Il y a un point central dans ce roman, une apothéose, tant spirituelle que stylistique. C’est la longue conversation, je devrais dire le long combat entre le jeune curé et la Comtesse. Trente pages d’un dialogue extraordinaire (p. 174 à 204) où l’auteur déploie toute l’ampleur de son talent. C’est la lutte entre l’humilité, le pardon, la paix et le formalisme, la haine et l’orgueil. Un véritable duel, où les fleurets ne sont nullement mouchetés et où, chacun à son tour, les deux protagonistes essaient de porter l’estocade à l’adversaire. L’enjeu est ni plus ni moins le salut de l’âme et le pardon. Le jeune curé combat avec toute sa fougue, mais aussi son inexpérience, et bien des fois, il risque la mort. Mais il revient sans cesse à la charge : il veut que la Comtesse fasse la paix intérieure avec Dieu et se réconcilie avec sa fille qui la hait. Il finit par triompher, et la Comtesse cède, vaincue par l’amour. Il quitte le château, épuisé par cette lutte. Peu de temps après la Comtesse lui fait parvenir une lettre qui confirme sa reddition devant Dieu. Elle meurt dans la nuit suivante. On ne peut plus jamais oublier cette scène quand on l’a lue. Elle nous aimante par sa puissance et sa conception littéraire. Car c’est bien un exploit d‘écrivain que ce long dialogue sans aucune échappatoire. On y retrouve le génie littéraire qui avait dépeint la rencontre de l’Abbé Donissan et du diable personnifié, dans Sous le soleil de Satan. Nous sommes là dans le même degré d’exigence stylistique et morale. Car l’exploit est que jamais l’un des aspects ne l’emporte sur l’autre. Bernanos « tient le coup » jusqu’au bout ! Il est donné au petit curé d’avoir cette belle victoire de salut d’une âme, avant de disparaître.

Ce petit prêtre, nous n’en savons ni le nom ni le prénom, il est LE curé anonyme. IL traverse la vie de cette pauvre paroisse durant quelques mois et puis s’en va… « Bienheureux les pauvres en esprit… » pourrait le définir. Il est, comme souvent chez Bernanos, la figure du saint ordinaire. C’est bien pour cela que l’on ne pourra jamais l’oublier.

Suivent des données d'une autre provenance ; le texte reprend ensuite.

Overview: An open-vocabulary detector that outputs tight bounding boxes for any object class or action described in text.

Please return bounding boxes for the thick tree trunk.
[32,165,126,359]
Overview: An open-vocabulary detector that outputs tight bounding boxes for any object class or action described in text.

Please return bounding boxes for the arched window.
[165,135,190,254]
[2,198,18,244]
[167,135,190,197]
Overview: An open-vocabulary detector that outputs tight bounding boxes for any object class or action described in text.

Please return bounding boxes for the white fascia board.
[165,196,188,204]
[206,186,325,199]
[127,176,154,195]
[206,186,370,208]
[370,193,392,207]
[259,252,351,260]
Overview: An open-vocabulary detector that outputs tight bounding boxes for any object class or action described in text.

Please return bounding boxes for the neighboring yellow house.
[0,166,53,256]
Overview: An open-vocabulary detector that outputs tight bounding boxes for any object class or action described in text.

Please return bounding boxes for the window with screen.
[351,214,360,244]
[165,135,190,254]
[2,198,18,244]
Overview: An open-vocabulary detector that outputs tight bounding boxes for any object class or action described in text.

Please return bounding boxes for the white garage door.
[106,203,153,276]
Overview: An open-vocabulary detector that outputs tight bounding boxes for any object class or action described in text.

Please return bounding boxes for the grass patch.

Au service de ce projet très resserré dans le temps et l’espace, Bernanos déploie un style très fluide, sans les aspérités habituellement rencontrées dans ses récits à la troisième personne. Le style, c’est l’homme ! Le curé est un être intelligent et simple, son journal sera écrit ainsi. C’est une grande réussite d’écrivain. De mon point de vue c’est, littérairement parlant, le meilleur des romans de Bernanos que j’ai lu. Il a su ici gommer les lourdeurs qui plombaient parfois les autres livres. Sans doute le choix du genre, un journal, lui a-t-il en quelque sorte imposé cette sobriété.

Il faut, toutes affaires cessantes, lire ce livre habité. Je ne prends pas beaucoup de risques en disant qu’il restera gravé en vous à jamais.

Jean-Michel Dauriac – Septembre 2022.